These terms get thrown around a lot—but what exactly do they mean? Never fear. Let’s clear up definitions and applications of these two content strategy must-haves.
As the structured/adaptive content conversation progresses, metadata and taxonomies will also become more and more important. To participate in the conversation, you don’t need to know everything—but you do need to understand the essential foundations so you can ask the right questions.
The goal of this post is to provide an introduction to the concepts, so you can get a general understanding and feel comfortable digging into more information.
Now, this conversation gets big in a hurry—but don’t be intimidated. These terms have been around much longer than the internet, and can be applied in a wide variety of contexts. In the hopes of making this post a bit more approachable, I’m going to fast-forward through the structured content conversation with the diagram below.
Simple enough, right? I’ll be skipping past why and how to break your content up into components, and instead focus on how metadata and taxonomies get applied to content components.
The information provided in metadata makes the content findable and understandable to either a human or a computer. There are lots of definitions out there, but when it comes to metadata, I look to Rachel Lovinger, the metadata guru. She defines metadata as “information about the content that provides structure, context, and meaning.”
Some of each of the three types of metadata is likely to be used on a typical piece of content, but how and when they get defined is very different. The structural metadata gets identified as part of your system requirements. Administrative and descriptive metadata are identified during the creation or curation of specific content. If you think of it like a form, the structural metadata supports which information needs to be collected (fields on the page), and the descriptive and administrative metadata provide the values for those form fields.

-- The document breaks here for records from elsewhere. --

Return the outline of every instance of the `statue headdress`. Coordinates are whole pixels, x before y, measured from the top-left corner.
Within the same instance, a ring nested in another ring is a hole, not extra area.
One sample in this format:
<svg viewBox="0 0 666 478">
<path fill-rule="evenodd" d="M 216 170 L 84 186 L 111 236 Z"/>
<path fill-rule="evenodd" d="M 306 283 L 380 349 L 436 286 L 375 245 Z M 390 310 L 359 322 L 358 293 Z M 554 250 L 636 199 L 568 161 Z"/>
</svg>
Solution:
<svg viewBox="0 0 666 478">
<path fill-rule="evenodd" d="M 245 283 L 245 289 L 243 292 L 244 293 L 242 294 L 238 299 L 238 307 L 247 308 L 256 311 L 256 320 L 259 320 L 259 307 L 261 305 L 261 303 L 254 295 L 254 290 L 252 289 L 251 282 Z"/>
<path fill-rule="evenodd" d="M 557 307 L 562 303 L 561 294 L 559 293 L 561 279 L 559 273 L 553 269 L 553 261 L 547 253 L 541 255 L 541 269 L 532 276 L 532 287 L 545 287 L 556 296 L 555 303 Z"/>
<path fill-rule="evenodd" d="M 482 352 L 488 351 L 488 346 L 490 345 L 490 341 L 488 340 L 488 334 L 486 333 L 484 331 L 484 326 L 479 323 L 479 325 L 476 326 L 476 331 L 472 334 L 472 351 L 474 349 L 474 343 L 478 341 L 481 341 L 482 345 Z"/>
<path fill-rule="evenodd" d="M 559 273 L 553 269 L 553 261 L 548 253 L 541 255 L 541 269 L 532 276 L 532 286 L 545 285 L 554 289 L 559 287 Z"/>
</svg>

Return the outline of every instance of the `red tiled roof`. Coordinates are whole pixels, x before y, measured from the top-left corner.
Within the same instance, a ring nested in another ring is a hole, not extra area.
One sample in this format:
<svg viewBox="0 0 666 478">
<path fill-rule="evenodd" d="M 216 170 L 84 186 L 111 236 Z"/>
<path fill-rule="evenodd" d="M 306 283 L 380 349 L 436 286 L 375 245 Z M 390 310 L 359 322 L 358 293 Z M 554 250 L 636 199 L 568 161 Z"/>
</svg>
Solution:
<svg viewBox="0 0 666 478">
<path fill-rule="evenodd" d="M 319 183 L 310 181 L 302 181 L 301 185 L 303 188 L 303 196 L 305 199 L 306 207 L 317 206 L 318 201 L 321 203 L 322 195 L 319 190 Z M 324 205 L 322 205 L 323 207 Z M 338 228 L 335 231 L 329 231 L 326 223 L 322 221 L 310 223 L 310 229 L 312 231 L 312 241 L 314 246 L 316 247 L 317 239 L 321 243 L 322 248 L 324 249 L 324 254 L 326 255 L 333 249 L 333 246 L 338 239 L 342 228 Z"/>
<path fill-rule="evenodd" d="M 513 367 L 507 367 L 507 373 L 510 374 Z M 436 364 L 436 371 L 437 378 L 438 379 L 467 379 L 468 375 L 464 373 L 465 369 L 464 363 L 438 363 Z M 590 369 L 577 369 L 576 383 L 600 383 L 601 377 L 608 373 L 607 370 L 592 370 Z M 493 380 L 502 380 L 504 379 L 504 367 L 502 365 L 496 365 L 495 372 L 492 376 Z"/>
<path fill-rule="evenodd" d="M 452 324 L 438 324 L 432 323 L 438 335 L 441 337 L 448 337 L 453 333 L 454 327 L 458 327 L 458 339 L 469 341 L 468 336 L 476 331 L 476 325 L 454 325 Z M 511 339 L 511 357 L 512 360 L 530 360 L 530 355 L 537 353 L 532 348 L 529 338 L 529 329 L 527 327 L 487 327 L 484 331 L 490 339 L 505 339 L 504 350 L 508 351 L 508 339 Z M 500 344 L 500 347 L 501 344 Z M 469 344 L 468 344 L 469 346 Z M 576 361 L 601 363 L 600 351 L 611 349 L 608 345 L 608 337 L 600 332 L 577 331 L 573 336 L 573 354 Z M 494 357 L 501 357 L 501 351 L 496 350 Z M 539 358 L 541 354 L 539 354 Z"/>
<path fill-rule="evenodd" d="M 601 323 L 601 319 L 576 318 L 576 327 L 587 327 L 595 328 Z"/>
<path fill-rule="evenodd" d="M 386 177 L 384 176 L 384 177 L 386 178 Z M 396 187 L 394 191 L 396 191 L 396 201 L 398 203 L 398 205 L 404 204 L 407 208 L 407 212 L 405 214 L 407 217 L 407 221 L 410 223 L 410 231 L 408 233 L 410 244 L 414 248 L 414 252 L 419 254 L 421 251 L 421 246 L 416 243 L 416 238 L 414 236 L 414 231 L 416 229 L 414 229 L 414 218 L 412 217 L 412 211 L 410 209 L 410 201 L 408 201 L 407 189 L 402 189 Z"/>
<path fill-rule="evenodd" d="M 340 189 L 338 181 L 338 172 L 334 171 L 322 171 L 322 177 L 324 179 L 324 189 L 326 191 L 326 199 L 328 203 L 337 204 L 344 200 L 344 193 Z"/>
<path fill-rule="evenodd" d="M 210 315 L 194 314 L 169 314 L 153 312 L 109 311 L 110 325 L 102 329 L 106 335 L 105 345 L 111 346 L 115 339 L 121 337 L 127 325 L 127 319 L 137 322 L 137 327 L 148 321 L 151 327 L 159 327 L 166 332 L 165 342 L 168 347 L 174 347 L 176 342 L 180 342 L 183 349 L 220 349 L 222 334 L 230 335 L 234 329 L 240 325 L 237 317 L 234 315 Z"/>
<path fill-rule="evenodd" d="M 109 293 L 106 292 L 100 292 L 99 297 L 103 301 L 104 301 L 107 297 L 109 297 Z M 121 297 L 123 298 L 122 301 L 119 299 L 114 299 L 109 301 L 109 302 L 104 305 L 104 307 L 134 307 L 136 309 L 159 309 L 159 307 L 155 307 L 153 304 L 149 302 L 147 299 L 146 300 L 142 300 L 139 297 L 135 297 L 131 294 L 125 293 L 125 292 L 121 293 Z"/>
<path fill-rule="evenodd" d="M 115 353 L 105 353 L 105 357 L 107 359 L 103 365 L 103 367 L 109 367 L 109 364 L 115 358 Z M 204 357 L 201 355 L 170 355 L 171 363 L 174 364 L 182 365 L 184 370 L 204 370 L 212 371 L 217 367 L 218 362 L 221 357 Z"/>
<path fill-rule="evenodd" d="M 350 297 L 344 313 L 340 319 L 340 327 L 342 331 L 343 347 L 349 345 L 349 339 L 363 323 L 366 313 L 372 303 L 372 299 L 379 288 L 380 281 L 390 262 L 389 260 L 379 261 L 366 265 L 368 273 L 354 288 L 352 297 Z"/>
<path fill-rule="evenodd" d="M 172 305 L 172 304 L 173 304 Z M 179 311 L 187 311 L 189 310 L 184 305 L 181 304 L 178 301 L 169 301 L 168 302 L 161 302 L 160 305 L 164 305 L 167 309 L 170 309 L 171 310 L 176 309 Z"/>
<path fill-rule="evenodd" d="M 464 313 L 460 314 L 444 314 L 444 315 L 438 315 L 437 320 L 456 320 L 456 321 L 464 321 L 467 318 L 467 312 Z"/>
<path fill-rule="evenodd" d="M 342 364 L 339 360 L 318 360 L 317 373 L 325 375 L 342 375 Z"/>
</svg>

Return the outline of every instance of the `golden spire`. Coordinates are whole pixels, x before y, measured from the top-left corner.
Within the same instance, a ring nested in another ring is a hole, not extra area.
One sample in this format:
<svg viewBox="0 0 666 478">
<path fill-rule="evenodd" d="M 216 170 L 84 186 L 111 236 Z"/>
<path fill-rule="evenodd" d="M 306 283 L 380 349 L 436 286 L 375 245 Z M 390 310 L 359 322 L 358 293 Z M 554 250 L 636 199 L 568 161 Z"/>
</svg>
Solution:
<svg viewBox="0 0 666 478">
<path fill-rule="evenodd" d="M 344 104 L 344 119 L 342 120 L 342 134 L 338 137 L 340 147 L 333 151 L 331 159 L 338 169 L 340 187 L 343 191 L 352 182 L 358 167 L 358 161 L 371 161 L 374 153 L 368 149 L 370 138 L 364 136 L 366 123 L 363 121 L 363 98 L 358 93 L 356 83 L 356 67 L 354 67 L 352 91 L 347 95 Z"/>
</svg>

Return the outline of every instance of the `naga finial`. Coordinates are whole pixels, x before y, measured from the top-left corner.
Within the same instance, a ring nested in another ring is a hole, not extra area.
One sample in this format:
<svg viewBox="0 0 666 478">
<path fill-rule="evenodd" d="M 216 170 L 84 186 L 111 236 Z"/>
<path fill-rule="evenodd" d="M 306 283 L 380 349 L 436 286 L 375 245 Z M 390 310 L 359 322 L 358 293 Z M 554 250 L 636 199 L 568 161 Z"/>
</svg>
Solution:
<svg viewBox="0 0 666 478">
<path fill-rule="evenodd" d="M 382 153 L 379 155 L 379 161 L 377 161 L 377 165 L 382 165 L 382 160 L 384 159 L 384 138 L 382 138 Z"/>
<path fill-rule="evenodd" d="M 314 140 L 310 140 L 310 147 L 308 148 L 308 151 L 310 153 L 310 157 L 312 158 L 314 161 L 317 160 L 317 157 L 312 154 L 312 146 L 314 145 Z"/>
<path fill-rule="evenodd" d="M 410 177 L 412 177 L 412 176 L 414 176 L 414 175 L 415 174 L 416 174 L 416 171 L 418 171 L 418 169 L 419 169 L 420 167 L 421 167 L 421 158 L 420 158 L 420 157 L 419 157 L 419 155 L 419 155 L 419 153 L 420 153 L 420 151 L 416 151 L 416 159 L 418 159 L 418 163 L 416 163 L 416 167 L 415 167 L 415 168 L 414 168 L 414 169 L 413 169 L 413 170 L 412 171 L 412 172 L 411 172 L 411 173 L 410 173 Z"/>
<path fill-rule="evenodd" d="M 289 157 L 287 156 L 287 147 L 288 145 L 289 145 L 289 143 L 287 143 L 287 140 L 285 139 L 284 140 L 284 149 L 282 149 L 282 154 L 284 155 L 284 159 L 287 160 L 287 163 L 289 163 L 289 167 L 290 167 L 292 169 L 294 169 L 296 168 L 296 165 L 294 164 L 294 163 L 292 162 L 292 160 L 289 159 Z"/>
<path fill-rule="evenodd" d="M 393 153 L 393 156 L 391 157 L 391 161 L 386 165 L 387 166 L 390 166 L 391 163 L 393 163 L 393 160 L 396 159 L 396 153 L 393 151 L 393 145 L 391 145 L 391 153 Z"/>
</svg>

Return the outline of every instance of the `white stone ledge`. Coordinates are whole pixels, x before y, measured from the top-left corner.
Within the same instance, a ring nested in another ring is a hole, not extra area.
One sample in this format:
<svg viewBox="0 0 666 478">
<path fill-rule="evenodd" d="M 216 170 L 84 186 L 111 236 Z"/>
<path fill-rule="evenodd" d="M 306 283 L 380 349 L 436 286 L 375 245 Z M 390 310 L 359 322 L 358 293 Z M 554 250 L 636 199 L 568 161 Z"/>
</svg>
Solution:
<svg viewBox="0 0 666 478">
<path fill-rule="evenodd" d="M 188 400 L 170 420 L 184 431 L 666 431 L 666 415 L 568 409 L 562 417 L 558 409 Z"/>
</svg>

The term taxonomy gets applied across a range of contexts. In the biology world, it means grouping organisms into hierarchical groups (e.g., kingdom, phylum, class, order, family, genus, and species).
The web/digital world typically applies it to any kind of structure that organizes information. Information science people sometimes say “controlled vocabularies” instead of taxonomies. Regardless of the term, the underlying goals are to create some level of consistency and control over the information used to describe a content component, and clarify relationships between them.
At its simplest, a taxonomy organizes information, and metadata describes it. For the taxonomy to be able to organize the information, terms need to be stored as metadata. It all works together to make the content findable, recognizable, and useful.
Not every site needs every one of these things, but this diagram illustrates how these elements can feed into each other and how they help display content to the user.
Admittedly, I’ve oversimplified these concepts to make them easier to understand. If you’re interested in learning more about metadata, taxonomies, and structured content, there’s no end to the list of resources out there.